In fairness to Col, Yorkie, he has a point. If one takes a step back for a moment, ignoring whether one is a Remainer or a Brexiteer, surely any supporter of a democratic process can see the absurdity of the situation. We’ve had a referendum in which the electorate voted by a majority to leave the EU. This is an indisputable fact.
Of course, ardent Remainers will say that any basis upon which the U.K. leaves the EU is a bad one. I respect that position. But to have the state of affairs that we now have, where parliament is effectively rejecting, or at least failing to agree, which route out of the EU we take is frankly absurd.

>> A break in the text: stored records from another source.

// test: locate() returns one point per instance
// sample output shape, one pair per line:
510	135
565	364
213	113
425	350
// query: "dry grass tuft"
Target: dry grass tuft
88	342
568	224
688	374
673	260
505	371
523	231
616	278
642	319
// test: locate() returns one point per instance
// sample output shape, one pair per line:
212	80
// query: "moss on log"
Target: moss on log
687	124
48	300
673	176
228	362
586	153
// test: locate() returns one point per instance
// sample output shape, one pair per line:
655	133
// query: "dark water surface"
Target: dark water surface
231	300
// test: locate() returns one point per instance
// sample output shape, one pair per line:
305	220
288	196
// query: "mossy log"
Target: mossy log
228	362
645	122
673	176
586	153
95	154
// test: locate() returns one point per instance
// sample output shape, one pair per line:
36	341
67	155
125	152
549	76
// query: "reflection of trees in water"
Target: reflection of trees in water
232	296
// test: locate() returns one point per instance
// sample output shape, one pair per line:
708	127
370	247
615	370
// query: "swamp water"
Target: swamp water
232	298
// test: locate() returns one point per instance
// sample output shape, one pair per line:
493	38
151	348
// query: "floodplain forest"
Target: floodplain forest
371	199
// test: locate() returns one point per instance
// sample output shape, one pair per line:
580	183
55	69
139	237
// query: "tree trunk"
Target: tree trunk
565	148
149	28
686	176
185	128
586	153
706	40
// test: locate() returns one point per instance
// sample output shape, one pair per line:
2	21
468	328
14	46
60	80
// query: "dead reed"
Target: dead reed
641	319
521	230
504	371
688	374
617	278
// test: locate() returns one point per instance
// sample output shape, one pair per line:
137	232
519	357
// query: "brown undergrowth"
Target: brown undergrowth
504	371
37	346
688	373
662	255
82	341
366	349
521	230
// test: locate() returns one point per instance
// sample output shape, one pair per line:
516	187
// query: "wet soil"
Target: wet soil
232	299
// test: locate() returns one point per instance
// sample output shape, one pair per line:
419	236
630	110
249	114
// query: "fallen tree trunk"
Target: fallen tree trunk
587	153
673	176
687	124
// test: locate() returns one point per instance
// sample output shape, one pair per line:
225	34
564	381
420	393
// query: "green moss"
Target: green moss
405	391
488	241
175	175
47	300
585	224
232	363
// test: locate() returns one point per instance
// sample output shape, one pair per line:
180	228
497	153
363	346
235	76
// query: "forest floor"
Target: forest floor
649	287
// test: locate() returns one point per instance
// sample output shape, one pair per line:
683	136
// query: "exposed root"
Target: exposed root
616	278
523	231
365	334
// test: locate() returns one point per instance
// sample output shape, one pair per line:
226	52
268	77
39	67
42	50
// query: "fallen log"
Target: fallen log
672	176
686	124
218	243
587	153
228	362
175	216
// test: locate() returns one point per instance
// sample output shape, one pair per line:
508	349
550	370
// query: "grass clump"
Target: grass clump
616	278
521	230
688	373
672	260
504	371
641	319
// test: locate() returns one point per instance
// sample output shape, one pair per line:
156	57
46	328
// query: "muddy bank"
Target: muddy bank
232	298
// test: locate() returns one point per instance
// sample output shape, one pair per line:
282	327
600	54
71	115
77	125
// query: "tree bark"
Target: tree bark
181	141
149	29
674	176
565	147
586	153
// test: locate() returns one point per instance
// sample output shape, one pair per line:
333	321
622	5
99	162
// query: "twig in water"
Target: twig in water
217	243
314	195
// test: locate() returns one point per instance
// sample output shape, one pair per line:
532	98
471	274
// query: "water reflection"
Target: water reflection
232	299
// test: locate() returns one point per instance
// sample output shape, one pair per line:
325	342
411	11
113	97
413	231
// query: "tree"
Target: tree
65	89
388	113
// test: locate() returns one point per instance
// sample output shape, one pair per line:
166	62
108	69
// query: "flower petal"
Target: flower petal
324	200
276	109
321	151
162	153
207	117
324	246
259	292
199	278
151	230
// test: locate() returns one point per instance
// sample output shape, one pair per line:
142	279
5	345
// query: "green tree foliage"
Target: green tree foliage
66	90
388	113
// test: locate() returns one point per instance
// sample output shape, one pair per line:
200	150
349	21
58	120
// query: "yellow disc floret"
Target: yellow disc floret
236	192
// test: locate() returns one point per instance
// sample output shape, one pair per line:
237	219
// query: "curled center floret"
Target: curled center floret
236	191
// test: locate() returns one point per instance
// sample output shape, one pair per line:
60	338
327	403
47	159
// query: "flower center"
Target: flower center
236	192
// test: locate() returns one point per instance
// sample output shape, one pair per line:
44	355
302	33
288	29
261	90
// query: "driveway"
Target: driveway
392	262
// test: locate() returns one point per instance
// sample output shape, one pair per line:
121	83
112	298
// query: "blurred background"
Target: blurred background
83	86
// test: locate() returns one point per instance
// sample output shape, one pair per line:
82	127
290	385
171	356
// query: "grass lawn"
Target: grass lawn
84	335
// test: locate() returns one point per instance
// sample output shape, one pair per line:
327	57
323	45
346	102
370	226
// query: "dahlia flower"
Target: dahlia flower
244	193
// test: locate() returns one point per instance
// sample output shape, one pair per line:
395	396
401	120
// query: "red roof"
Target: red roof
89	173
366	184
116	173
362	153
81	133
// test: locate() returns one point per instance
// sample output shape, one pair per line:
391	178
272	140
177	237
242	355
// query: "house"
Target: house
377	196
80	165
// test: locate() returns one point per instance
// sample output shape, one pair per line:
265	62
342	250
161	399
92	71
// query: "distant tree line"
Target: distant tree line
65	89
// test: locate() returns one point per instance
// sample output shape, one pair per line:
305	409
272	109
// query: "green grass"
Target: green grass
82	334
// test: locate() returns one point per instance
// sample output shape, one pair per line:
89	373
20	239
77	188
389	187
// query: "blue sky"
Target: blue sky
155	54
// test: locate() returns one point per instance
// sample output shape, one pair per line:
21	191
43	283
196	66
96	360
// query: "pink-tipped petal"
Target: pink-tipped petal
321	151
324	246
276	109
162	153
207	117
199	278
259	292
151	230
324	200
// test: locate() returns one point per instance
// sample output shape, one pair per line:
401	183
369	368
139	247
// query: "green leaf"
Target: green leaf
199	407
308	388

Like most of the electorate I very much doubt many of the MPs have even bothered to read the proposals fully, or would be able to grasp the complexities if they did. But this is no reason to abandon the whole thing. Whether legally binding or not, the electorate was asked what they wanted and it is parliament’s duty to deliver this or step aside.
My idiot conservative MP, Caroline Noakes, didn’t even vote last week for any of the options. How can that be representing any of her constituents. Maybe I’ll cut her some slack and assume she abstained because she didn’t understand it enough and/or was bored. She looks like a horse, so maybe that’s all one needs to know.
Anyway, I digress.
I’ve said before that the referendum was the wrong way to go about Brexit. What we should have had was a General Election with a party campaigning for withdrawal from the EU that the electorate could have chosen to vote in on a clear manifesto. They were called UKIP and were unelectable.

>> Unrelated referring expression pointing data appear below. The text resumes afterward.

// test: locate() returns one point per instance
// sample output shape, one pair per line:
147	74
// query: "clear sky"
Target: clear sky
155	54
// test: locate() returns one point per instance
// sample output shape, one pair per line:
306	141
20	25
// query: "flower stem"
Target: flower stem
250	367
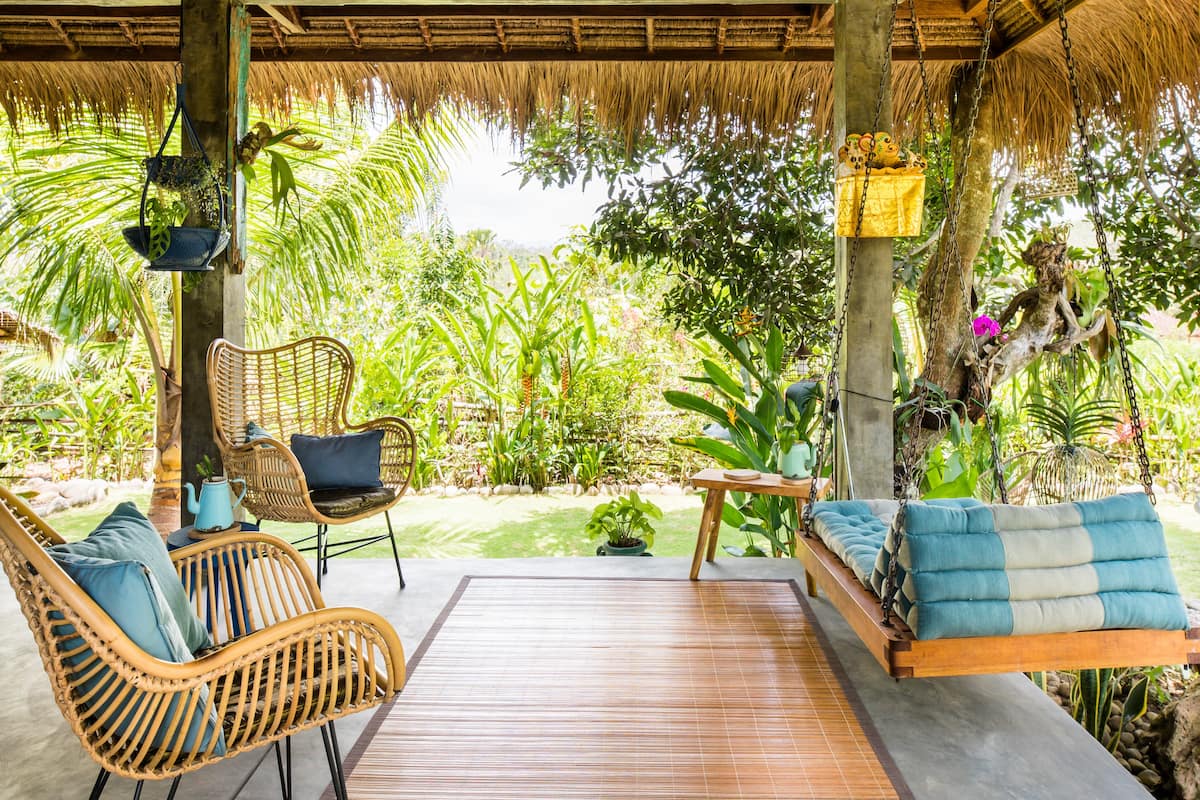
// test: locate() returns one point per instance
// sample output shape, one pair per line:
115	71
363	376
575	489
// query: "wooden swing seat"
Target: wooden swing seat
903	655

To give us a referendum was, at least for people like me that want to leave the EU, the only chance we’d ever get to bring this about. So we took it. We’d never get such an opportunity again, would we?
May’s folly was not to form a coalition. Leaving the EU is a serious business and any politician putting country before party or self would’ve done this, then called a GE after delivering it. Rather like Churchill after the war. We’d have got a Brexit by now had she done this.
Adopting the Norway model would’ve been fairly easy too.
Alternatively, we could’ve gone for a gradual Brexit, effectively leaving this month, but with most of the EU provisions intact, then gradually retreating from or tweaking them over the course of a number of years. This was wholly do-able and fairly damage-free and would’ve given both sides - the U.K. and the EU - time and space to consider each facet carefully.
But, we are where we are. The unavoidable fact is that the majority of British people want to leave, so parliament has to make this happen. Or they can step aside.